Histology Guide

virtual microscopy laboratory

Chapter 1 - The Cell

Histology is the study of the microscopic structure of cells, tissues, and organs, focusing on how cellular structure relates to biological function.

Objectives

The objective of this chapter is to develop fundamental skills needed to observe and analysis histological specimens using light microscopy. This chapter provides a diverse collection of cells, tissues, and organs to illustrate the variety of cellular forms found in humans.

It is not necessary to memorize specific cell and tissue names, but rather to develop observational skills for recognizing and interpreting cellular variations.

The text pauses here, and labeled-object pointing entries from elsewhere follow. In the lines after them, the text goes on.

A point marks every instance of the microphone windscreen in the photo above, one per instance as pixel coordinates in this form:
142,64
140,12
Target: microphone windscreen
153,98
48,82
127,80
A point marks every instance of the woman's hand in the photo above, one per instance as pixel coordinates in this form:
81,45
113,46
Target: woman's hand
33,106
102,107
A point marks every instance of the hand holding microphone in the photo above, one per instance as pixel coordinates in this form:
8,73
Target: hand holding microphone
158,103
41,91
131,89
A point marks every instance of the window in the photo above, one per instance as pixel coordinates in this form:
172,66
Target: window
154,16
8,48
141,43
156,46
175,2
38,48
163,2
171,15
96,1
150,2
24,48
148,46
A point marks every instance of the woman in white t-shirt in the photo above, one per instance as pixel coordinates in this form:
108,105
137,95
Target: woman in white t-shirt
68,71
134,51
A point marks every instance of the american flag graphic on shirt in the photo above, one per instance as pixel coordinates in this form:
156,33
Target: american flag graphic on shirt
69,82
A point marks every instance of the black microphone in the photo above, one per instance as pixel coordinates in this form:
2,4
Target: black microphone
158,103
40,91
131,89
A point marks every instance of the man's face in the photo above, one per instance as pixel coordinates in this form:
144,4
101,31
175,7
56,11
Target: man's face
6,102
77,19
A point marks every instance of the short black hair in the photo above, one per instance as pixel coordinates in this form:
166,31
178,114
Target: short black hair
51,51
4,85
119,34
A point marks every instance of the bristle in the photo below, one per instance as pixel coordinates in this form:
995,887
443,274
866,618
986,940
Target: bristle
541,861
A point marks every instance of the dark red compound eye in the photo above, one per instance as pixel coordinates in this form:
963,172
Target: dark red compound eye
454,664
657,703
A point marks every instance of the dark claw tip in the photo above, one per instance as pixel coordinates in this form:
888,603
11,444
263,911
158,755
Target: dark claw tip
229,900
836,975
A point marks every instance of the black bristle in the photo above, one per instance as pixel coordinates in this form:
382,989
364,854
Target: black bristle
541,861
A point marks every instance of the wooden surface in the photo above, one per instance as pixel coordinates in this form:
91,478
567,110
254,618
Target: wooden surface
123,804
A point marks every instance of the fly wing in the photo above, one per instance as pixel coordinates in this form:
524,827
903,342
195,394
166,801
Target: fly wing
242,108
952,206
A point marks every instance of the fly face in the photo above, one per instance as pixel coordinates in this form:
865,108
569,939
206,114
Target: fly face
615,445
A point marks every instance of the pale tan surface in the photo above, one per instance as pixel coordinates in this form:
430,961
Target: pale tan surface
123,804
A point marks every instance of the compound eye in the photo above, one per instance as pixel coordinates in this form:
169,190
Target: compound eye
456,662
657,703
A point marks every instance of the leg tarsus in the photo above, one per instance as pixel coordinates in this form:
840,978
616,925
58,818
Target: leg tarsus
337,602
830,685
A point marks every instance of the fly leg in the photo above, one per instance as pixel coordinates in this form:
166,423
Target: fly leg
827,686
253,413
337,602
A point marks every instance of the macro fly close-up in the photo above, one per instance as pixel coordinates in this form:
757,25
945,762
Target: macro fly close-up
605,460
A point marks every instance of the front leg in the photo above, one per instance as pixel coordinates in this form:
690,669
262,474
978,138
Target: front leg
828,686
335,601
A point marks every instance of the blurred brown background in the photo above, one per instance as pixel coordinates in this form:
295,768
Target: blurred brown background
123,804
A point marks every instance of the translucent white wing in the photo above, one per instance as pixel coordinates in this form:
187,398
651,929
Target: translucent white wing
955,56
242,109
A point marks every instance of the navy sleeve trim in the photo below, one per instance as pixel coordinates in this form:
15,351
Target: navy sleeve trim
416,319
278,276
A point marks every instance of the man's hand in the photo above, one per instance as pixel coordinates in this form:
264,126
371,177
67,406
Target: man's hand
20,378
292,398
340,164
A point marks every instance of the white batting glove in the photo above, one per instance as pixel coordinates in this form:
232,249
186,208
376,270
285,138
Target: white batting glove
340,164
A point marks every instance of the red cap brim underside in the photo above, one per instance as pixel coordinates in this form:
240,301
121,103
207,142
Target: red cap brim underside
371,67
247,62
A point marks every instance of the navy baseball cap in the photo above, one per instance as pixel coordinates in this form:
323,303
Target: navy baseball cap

Characteristics to Observe and Notice

When examining histological specimens, focus on the following key cellular features:

  • Size of the Cell: Compare cellular dimensions across different tissue types
  • Shape of the Cell: Note morphological variations that reflect cellular function
  • Nuclear/Cytoplasmic Ratio: Assess the proportion of nucleus to cytoplasm
  • Chromatin Condensation: Distinguish between heterochromatin (condensed, transcriptionally inactive) and euchromatin (dispersed, transcriptionally active)
  • Staining Properties: Identify basophilic or acidophilic staining patterns
  • Secretion Granules: Observe specialized secretory structures
  • Special Staining Properties: Note unique staining characteristics of specific organelles and cell types

Light Microscope

Since most cells range from 10-30 µm in diameter - far below the resolution limit of the human eye (approximately 100 µm) — microscopes are essential tools for studying cellular structure and function. This microscopic investigation is fundamental to all biological sciences, as every process of life begins at the cellular level.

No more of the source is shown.